In conclusion, the FIX IPL standard will herald an opening up and broadening of the market for latency monitoring tools. We expect to see an increasing number of solutions vendors offering more specialised products that will be interoperable. New entrants will probably focus on one of the two layers facilitated by the vertical decoupling between FIX IPL Sources and Sinks. FIX IPL message generation will become an embedded feature of trading system components, and specialist instrumentation solutions. FIX IPL message correlation/analysis will be open to a wider range of monitoring solution vendors.Some industry participants will probably feel that reaching the version 1.0 release point is the end of the story. Actually, it is only the beginning. Unleashed onto the open market as a non-proprietary standard that is free to all to use, the future adoption, use and evolution of the FIX IPL standard is impossible to anticipate with any certainty. But I think one thing is certain… it’s going to be a lot of fun watching how things play out over the coming years.
FIX Inter Party Latency (FIX IPL) Standard
The FIX IPL Working Group is part of the non-profit, global, FPL organisation and has over 190 members encompassing exchanges, brokers, funds, service providers and latency monitoring solution providers. The working group has brought together leading industry experts to standardise two specific aspects of latency measurement.

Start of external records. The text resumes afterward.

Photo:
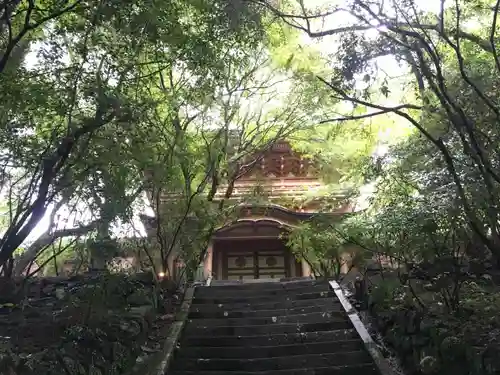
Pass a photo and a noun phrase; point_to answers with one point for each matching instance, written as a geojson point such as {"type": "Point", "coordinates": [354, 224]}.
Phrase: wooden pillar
{"type": "Point", "coordinates": [208, 261]}
{"type": "Point", "coordinates": [306, 269]}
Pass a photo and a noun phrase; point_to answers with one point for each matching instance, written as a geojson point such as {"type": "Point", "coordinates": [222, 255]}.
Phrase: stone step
{"type": "Point", "coordinates": [211, 292]}
{"type": "Point", "coordinates": [270, 305]}
{"type": "Point", "coordinates": [269, 340]}
{"type": "Point", "coordinates": [269, 351]}
{"type": "Point", "coordinates": [314, 317]}
{"type": "Point", "coordinates": [262, 298]}
{"type": "Point", "coordinates": [260, 283]}
{"type": "Point", "coordinates": [220, 313]}
{"type": "Point", "coordinates": [274, 363]}
{"type": "Point", "coordinates": [192, 330]}
{"type": "Point", "coordinates": [361, 369]}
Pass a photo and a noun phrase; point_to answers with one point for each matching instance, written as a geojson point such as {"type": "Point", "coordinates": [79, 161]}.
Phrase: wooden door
{"type": "Point", "coordinates": [255, 264]}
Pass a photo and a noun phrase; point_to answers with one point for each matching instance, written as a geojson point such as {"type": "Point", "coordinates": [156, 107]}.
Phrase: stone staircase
{"type": "Point", "coordinates": [270, 328]}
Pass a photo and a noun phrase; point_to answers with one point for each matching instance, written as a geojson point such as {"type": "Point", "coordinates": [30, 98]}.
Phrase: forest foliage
{"type": "Point", "coordinates": [105, 105]}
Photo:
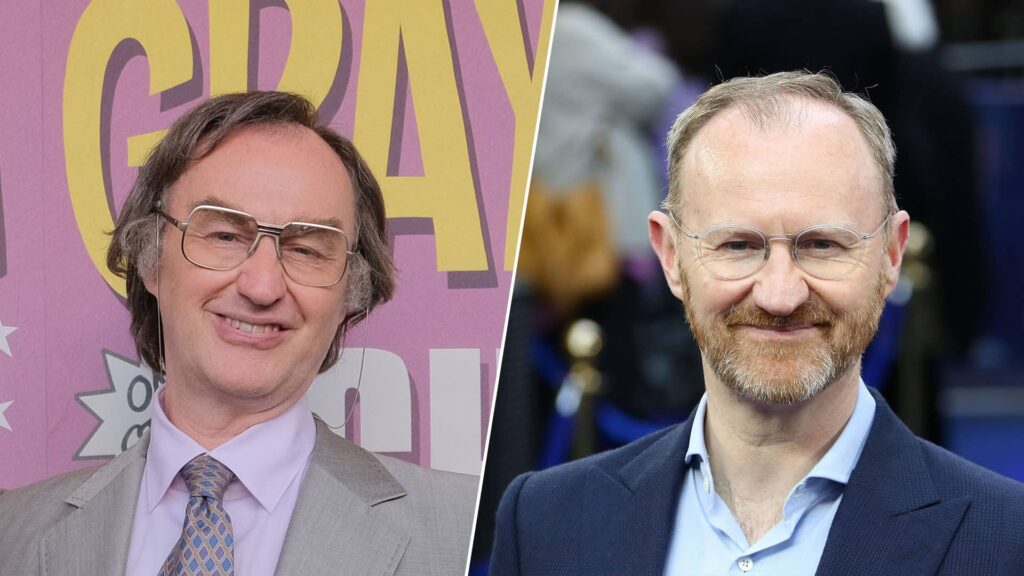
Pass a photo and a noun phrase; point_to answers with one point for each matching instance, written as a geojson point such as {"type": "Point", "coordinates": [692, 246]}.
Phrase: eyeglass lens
{"type": "Point", "coordinates": [825, 252]}
{"type": "Point", "coordinates": [222, 240]}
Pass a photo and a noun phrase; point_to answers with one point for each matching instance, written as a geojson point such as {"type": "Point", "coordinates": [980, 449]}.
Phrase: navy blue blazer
{"type": "Point", "coordinates": [910, 507]}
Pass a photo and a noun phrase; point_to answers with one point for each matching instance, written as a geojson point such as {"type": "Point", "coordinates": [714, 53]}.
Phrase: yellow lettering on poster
{"type": "Point", "coordinates": [228, 46]}
{"type": "Point", "coordinates": [503, 29]}
{"type": "Point", "coordinates": [310, 69]}
{"type": "Point", "coordinates": [445, 192]}
{"type": "Point", "coordinates": [315, 50]}
{"type": "Point", "coordinates": [161, 29]}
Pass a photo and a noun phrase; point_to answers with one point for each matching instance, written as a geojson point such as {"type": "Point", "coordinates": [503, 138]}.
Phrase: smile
{"type": "Point", "coordinates": [252, 328]}
{"type": "Point", "coordinates": [779, 331]}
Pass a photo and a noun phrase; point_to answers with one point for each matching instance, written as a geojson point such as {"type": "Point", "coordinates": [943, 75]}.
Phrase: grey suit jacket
{"type": "Point", "coordinates": [356, 513]}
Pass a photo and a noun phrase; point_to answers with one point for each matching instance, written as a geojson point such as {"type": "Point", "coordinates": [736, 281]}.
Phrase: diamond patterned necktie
{"type": "Point", "coordinates": [207, 543]}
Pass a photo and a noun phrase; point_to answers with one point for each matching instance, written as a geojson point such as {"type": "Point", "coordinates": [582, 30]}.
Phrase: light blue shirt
{"type": "Point", "coordinates": [707, 538]}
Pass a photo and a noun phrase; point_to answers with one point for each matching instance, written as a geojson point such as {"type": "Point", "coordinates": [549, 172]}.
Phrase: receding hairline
{"type": "Point", "coordinates": [778, 101]}
{"type": "Point", "coordinates": [788, 114]}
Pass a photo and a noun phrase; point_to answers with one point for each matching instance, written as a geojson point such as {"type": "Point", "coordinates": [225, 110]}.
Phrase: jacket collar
{"type": "Point", "coordinates": [891, 520]}
{"type": "Point", "coordinates": [93, 538]}
{"type": "Point", "coordinates": [339, 523]}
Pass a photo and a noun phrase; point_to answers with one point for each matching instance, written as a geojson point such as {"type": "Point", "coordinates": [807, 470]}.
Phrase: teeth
{"type": "Point", "coordinates": [252, 328]}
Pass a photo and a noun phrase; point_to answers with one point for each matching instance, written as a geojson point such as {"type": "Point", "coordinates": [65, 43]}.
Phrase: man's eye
{"type": "Point", "coordinates": [305, 252]}
{"type": "Point", "coordinates": [222, 237]}
{"type": "Point", "coordinates": [737, 246]}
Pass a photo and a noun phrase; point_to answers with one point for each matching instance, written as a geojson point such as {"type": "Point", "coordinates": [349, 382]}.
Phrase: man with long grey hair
{"type": "Point", "coordinates": [253, 239]}
{"type": "Point", "coordinates": [781, 238]}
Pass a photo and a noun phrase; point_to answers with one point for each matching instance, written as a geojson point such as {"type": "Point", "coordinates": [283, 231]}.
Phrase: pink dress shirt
{"type": "Point", "coordinates": [269, 461]}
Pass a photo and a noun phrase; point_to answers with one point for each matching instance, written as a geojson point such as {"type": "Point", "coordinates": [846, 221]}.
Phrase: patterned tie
{"type": "Point", "coordinates": [207, 543]}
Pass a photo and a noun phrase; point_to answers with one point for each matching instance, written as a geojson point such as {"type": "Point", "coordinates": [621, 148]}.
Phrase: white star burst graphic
{"type": "Point", "coordinates": [3, 419]}
{"type": "Point", "coordinates": [123, 409]}
{"type": "Point", "coordinates": [4, 332]}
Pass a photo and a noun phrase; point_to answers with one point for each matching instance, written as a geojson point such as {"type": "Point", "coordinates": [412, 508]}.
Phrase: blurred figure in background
{"type": "Point", "coordinates": [781, 237]}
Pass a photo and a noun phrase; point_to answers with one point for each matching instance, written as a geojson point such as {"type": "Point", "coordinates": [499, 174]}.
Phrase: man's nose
{"type": "Point", "coordinates": [261, 277]}
{"type": "Point", "coordinates": [780, 287]}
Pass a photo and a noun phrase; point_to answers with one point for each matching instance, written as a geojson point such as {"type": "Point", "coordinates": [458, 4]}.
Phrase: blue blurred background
{"type": "Point", "coordinates": [597, 354]}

Firstly, the working group has developed a taxonomy of standardised measurement points.This is vitally important, so that when different organisations publish latency statistics that comply with the standard, financial market participants will know the data can be compared on a like-for-like basis. The FIX IPL taxonomy is shown in the schematic.
Secondly, the working group has developed a latency data interoperability protocol. This has been designed to enable interoperability between latency monitoring solutions, thus freeing the industry from unacceptable bilateral constraints on purchasing decisions. A widely adopted latency measurement interoperability protocol will, as with FIX, break down the barriers to the uptake of standardscompliant latency monitoring solutions.